Enerzijds kent de aansprakelijkheid van de derde-wederpartij uit zijn aard een aantal bijkomende beperkingen:[3]

  • Zoals het Hof zelf in eerdere rechtspraak overwoog, kan de vergoeding vanwege de paulianeuze overdracht in principe niet hoger liggen dan de waarde van het overgedragen goed, ook als de schuldvordering van de agerende schuldeiser meer zou bedragen.[4]
  • Van het bedrag van de schuldvordering van de agerende schuldeiser moet in voorkomend geval ook het bedrag worden afgetrokken dat bij verhaal ten goede zou zijn gekomen aan schuldeisers met een zakelijke zekerheid (wat bij de overdracht van een geldsom evenwel weinig waarschijnlijk is).
  • Voorts moet, net zoals bij paulianaverhaal op het voorwerp in natura, rekening worden gehouden met het eventuele voordeel dat de agerende schuldeiser heeft genoten door de aangevochten rechtshandeling.

Anderzijds kan het bedrag van de vergoeding, indien gebaseerd op een fout van de derde, ook het bedrag van de schuldvordering van de agerende schuldeiser overstijgen. Een schadevergoedingsactie kan immers ook betrekking hebben op andere schade dan de directe vermogensverschuiving die de paulianeuze rechtshandeling heeft veroorzaakt. Als de paulianeuze rechtshandeling bijvoorbeeld het faillissement heeft veroorzaakt en daardoor bijkomende schulden heeft doen ontstaan of de schuldeiser extra kosten heeft opgeleverd, dan komen die uiteraard ook voor vergoeding in aanmerking.

Begrijpelijkerwijze heeft het Hof de bovenstaande bespiegelingen terzijde gelaten in het besproken arrest, aangezien die niet noodzakelijk waren voor het antwoord op de voorliggende rechtsvraag. Misschien had het Hof zich dan wel beter beperkt tot de overweging dat het arrest a quo een verkeerde maatstaf voor de vergoedingsplicht heeft gehanteerd, zonder zelf een ietwat te summiere alternatieve maatstaf aan te reiken.

Deze post is gebaseerd op G. LINDEMANS, Schuldeiser & rechtspersoon, Antwerpen, Intersentia, 2019, i.h.b. 17-18, nr. 14.

[1] Daarbij laten we voor doeleinden van deze bespreking even buiten beschouwing dat de pauliana op zich niet zomaar gelijk te stellen is met een aansprakelijkheidsvordering uit onrechtmatige daad (anders dan het Hof van Cassatie in zijn vaste rechtspraak aanneemt).
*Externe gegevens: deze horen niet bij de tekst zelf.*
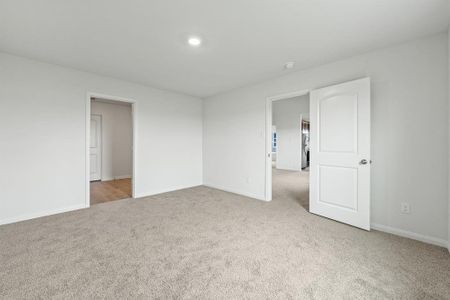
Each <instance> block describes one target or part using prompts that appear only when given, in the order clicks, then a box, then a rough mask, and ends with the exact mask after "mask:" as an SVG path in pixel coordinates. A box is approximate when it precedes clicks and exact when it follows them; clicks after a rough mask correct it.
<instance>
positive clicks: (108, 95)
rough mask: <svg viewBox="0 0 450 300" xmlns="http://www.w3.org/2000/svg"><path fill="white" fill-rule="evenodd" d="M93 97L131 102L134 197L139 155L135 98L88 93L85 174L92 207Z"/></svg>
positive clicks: (85, 181)
mask: <svg viewBox="0 0 450 300" xmlns="http://www.w3.org/2000/svg"><path fill="white" fill-rule="evenodd" d="M92 98H101V99H107V100H113V101H119V102H125V103H130V104H131V119H132V120H131V123H132V131H133V141H132V145H131V147H132V156H133V157H132V168H133V170H132V175H131V176H132V178H131V197H132V198H134V196H135V192H136V187H135V185H136V174H137V172H136V155H137V153H136V152H137V151H136V150H137V145H136V131H137V118H136V111H137V103H136V101H135V100H132V99H129V98H122V97H117V96H110V95H104V94H99V93H92V92H88V93H87V98H86V144H85V149H86V175H85V187H86V188H85V191H86V199H85V206H86V207H90V205H91V204H90V197H91V195H90V194H91V193H90V161H89V144H90V136H91V126H90V124H91V99H92Z"/></svg>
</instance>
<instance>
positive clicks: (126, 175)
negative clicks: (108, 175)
mask: <svg viewBox="0 0 450 300" xmlns="http://www.w3.org/2000/svg"><path fill="white" fill-rule="evenodd" d="M128 178H131V175H119V176H114V179H115V180H118V179H128Z"/></svg>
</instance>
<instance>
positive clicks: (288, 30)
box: [0, 0, 449, 97]
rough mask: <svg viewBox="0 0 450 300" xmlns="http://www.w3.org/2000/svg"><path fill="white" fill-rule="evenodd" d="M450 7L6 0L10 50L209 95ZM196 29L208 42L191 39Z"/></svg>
mask: <svg viewBox="0 0 450 300" xmlns="http://www.w3.org/2000/svg"><path fill="white" fill-rule="evenodd" d="M448 12H449V9H448V1H447V0H178V1H170V0H126V1H125V0H122V1H119V0H116V1H115V0H64V1H61V0H0V50H1V51H4V52H8V53H12V54H17V55H23V56H27V57H31V58H36V59H39V60H43V61H46V62H50V63H56V64H59V65H64V66H69V67H73V68H77V69H80V70H85V71H90V72H94V73H98V74H102V75H107V76H112V77H116V78H121V79H125V80H129V81H134V82H138V83H144V84H147V85H152V86H154V87H159V88H163V89H168V90H174V91H178V92H182V93H186V94H190V95H195V96H201V97H206V96H210V95H213V94H217V93H220V92H224V91H227V90H230V89H233V88H236V87H240V86H245V85H248V84H251V83H255V82H259V81H263V80H266V79H269V78H273V77H277V76H280V75H283V74H286V73H287V72H292V71H295V70H298V69H303V68H307V67H311V66H314V65H319V64H323V63H326V62H331V61H333V60H336V59H340V58H345V57H349V56H352V55H355V54H360V53H364V52H367V51H370V50H373V49H376V48H382V47H385V46H388V45H390V44H394V43H399V42H402V41H406V40H410V39H413V38H417V37H421V36H425V35H429V34H433V33H437V32H442V31H445V30H447V28H448V25H449V18H448V16H449V14H448ZM191 33H192V34H198V35H200V36H202V37H203V38H204V39H205V45H204V46H202V47H201V48H198V49H193V48H190V47H188V46H187V45H186V43H185V38H186V36H187V35H188V34H191ZM287 61H296V62H297V64H296V67H295V68H294V69H293V70H290V71H286V70H283V65H284V63H285V62H287Z"/></svg>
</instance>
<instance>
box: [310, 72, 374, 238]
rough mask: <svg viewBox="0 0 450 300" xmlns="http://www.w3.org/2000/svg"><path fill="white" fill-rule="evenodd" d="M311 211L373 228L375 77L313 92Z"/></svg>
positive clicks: (312, 121)
mask: <svg viewBox="0 0 450 300" xmlns="http://www.w3.org/2000/svg"><path fill="white" fill-rule="evenodd" d="M310 121H311V167H310V198H309V199H310V200H309V202H310V212H312V213H314V214H318V215H321V216H324V217H327V218H330V219H333V220H336V221H340V222H343V223H347V224H350V225H353V226H356V227H360V228H363V229H366V230H370V162H371V161H370V79H369V78H364V79H359V80H355V81H351V82H346V83H342V84H338V85H334V86H330V87H326V88H321V89H318V90H314V91H312V92H311V94H310Z"/></svg>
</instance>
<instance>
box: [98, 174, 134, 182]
mask: <svg viewBox="0 0 450 300" xmlns="http://www.w3.org/2000/svg"><path fill="white" fill-rule="evenodd" d="M128 178H131V175H119V176H114V177H106V178H102V180H101V181H111V180H118V179H128Z"/></svg>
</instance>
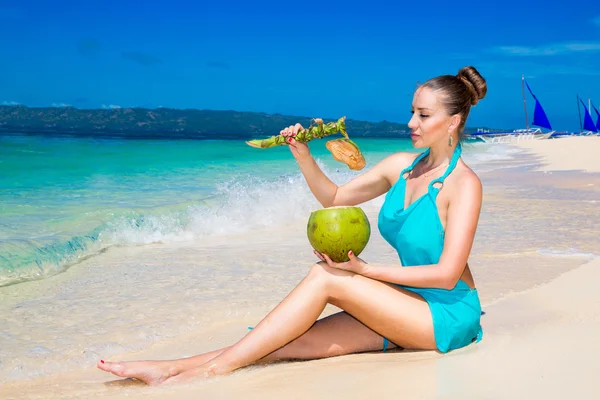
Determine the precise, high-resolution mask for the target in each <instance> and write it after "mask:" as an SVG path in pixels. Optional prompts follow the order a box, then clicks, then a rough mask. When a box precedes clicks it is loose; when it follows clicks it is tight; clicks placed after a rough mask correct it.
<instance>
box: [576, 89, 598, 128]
mask: <svg viewBox="0 0 600 400" xmlns="http://www.w3.org/2000/svg"><path fill="white" fill-rule="evenodd" d="M577 98H578V99H579V101H580V102H581V104H582V105H583V112H584V115H583V127H581V114H580V116H579V121H580V122H579V123H580V128H581V131H580V132H579V134H580V135H593V134H598V132H600V113H599V112H598V109H597V108H596V107H594V111H596V116H597V117H598V120H597V122H596V125H594V120H593V119H592V115H591V114H590V111H591V109H592V102H591V100H590V99H588V107H589V109H588V107H586V106H585V103H584V102H583V100H581V98H580V97H579V96H577Z"/></svg>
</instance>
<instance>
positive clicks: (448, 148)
mask: <svg viewBox="0 0 600 400" xmlns="http://www.w3.org/2000/svg"><path fill="white" fill-rule="evenodd" d="M455 149H456V145H454V146H448V143H445V144H438V145H435V146H431V147H430V148H429V155H428V156H427V158H426V159H425V160H424V163H423V167H424V169H425V170H426V171H429V170H431V169H434V168H438V167H440V166H441V165H448V164H450V161H451V160H452V156H453V155H454V150H455Z"/></svg>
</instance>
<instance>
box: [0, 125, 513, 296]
mask: <svg viewBox="0 0 600 400" xmlns="http://www.w3.org/2000/svg"><path fill="white" fill-rule="evenodd" d="M355 141H356V142H357V144H358V145H359V146H360V148H361V151H362V152H363V154H364V156H365V159H366V160H367V166H366V168H365V170H368V169H369V168H371V167H372V166H373V165H375V164H376V163H377V162H379V161H381V160H382V159H383V158H385V157H386V156H388V155H390V154H391V153H393V152H399V151H407V152H416V151H417V150H416V149H414V148H413V147H412V144H411V141H410V139H379V138H377V139H370V138H359V139H355ZM310 146H311V152H312V153H313V154H314V157H315V159H316V160H317V162H318V163H319V164H320V165H321V167H322V168H323V169H324V171H325V172H326V174H327V175H328V176H329V177H330V178H331V179H332V180H333V181H334V182H336V183H338V184H343V183H344V182H347V181H349V180H350V179H352V178H353V177H355V176H357V175H358V174H359V173H362V172H364V170H363V171H352V170H349V169H348V168H347V167H346V166H345V165H344V164H341V163H339V162H337V161H335V160H334V159H333V157H332V156H331V154H330V153H329V151H328V150H327V149H326V147H325V140H315V141H313V142H311V144H310ZM513 152H514V150H511V149H510V148H506V147H499V146H497V147H490V146H486V145H483V144H467V145H466V146H465V152H464V153H465V157H467V158H469V159H470V161H471V162H475V163H477V162H478V161H481V162H483V161H490V160H496V159H500V160H501V159H504V158H510V157H511V154H513ZM318 206H319V205H318V203H317V202H316V200H315V199H314V197H313V196H312V194H311V193H310V190H308V187H307V185H306V184H305V182H304V179H303V177H302V175H301V174H300V173H299V169H298V166H297V164H296V161H295V160H294V158H293V157H292V155H291V153H290V151H289V149H288V148H287V147H286V146H281V147H276V148H270V149H256V148H252V147H250V146H248V145H246V143H245V142H244V140H239V141H236V140H225V141H223V140H168V139H159V140H156V139H153V140H129V139H114V138H112V139H106V138H101V137H97V138H92V137H85V138H73V137H68V138H65V137H49V136H37V135H19V134H4V135H1V136H0V286H6V285H11V284H16V283H19V282H24V281H29V280H35V279H44V278H46V277H49V276H53V275H55V274H58V273H60V272H62V271H64V270H65V269H67V268H69V267H70V266H72V265H74V264H76V263H77V262H79V261H80V260H82V259H85V258H88V257H93V256H95V255H98V254H100V253H101V252H103V251H105V250H106V249H108V248H110V247H112V246H121V247H122V246H143V245H147V244H151V243H165V242H177V241H197V240H202V238H206V237H212V236H218V235H227V234H235V233H244V232H249V231H252V230H256V229H260V228H264V227H268V226H276V225H285V224H287V223H289V222H290V221H293V220H298V219H302V218H306V217H307V215H308V213H310V211H311V210H313V209H315V208H317V207H318Z"/></svg>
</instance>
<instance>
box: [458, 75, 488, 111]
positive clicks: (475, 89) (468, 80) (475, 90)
mask: <svg viewBox="0 0 600 400" xmlns="http://www.w3.org/2000/svg"><path fill="white" fill-rule="evenodd" d="M456 77H457V78H459V79H460V80H461V81H463V82H464V83H465V85H466V86H467V88H468V89H469V91H470V92H471V94H472V98H473V100H472V101H471V105H473V106H474V105H475V104H477V102H479V100H481V99H483V98H484V97H485V95H486V93H487V83H486V82H485V79H483V76H481V74H480V73H479V71H477V69H475V67H472V66H468V67H464V68H461V69H460V71H458V74H456Z"/></svg>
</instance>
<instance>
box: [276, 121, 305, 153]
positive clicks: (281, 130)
mask: <svg viewBox="0 0 600 400" xmlns="http://www.w3.org/2000/svg"><path fill="white" fill-rule="evenodd" d="M302 129H304V128H303V127H302V125H300V124H296V125H290V126H288V127H287V128H285V129H282V130H281V132H279V133H280V134H281V135H283V136H284V137H285V138H286V140H285V141H286V142H287V143H288V144H289V147H290V151H291V152H292V154H293V156H294V158H295V159H296V160H301V159H305V158H308V157H309V156H310V151H309V150H308V145H307V144H306V143H300V142H297V141H296V139H294V138H295V137H296V135H297V134H298V132H300V130H302Z"/></svg>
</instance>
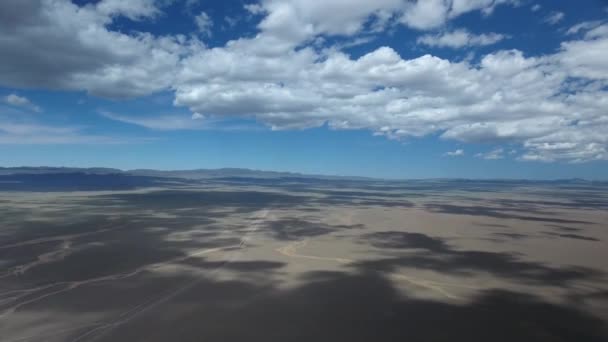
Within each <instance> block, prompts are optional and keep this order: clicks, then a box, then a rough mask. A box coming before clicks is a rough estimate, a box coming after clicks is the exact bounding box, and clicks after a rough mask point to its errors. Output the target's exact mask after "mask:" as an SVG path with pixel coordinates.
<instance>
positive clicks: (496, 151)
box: [475, 147, 505, 160]
mask: <svg viewBox="0 0 608 342" xmlns="http://www.w3.org/2000/svg"><path fill="white" fill-rule="evenodd" d="M504 152H505V151H504V149H503V148H500V147H499V148H496V149H494V150H492V151H489V152H485V153H477V154H476V155H475V157H477V158H483V159H486V160H496V159H503V158H504Z"/></svg>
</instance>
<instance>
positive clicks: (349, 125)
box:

Hoewel de pauliana op zich geen schadevergoedingsactie is, kan zij in ieder geval wel invulling geven aan een onrechtmatige-daadvordering tegen de derde-wederpartij als die een fout kan worden verweten. Zie bv. M.E. Storme, “Een aanvechtbare constructie. De pauliana in het arrest van 9 februari 2006” (noot onder Cass. 9 februari 2006), RW 2007-08, (1497) 1500, nr. 13; J. Vananroye en L. Mariën, “Fraus en schuldeisersbenadeling in het ondernemingsrecht” in A. De Boeck, I. Samoy, S. Stijns en R. Van Ransbeeck (eds.), Fraus omnia corrumpit: mogelijkheden en moeilijkheden in het privaatrecht, Brugge, die Keure, 2014, (107) 144, nr. 29.

[2] Zie E. DIRIX, “De vergoedende functie van de actio pauliana” (noot onder Cass. 15 mei 1992), RW 1992-93, (331) 332, nr. 5.

[3] Zie ook M.E. Storme, Zekerheden- en insolventierecht, II e.v., 2019, http://www.storme.be, 141 e.v.; G. LINDEMANS, “Ook een rechtspersoon mag waardig sterven. De pauliana tegen de splitsing van een insolvente vennootschap” (noot onder Kh. Gent (afd. Dendermonde) 28 november 2016), TRV-RPS 2017, (369) 376, nr. 18. Zie ook E. DIRIX, “De vergoedende functie van de actio pauliana” (noot onder Cass. 15 mei 1992), RW 1992-93, (331) 332, nr. 5-6.

[4] Zie Cass. 9 februari 2006, Arr.Cass. 2006, 338.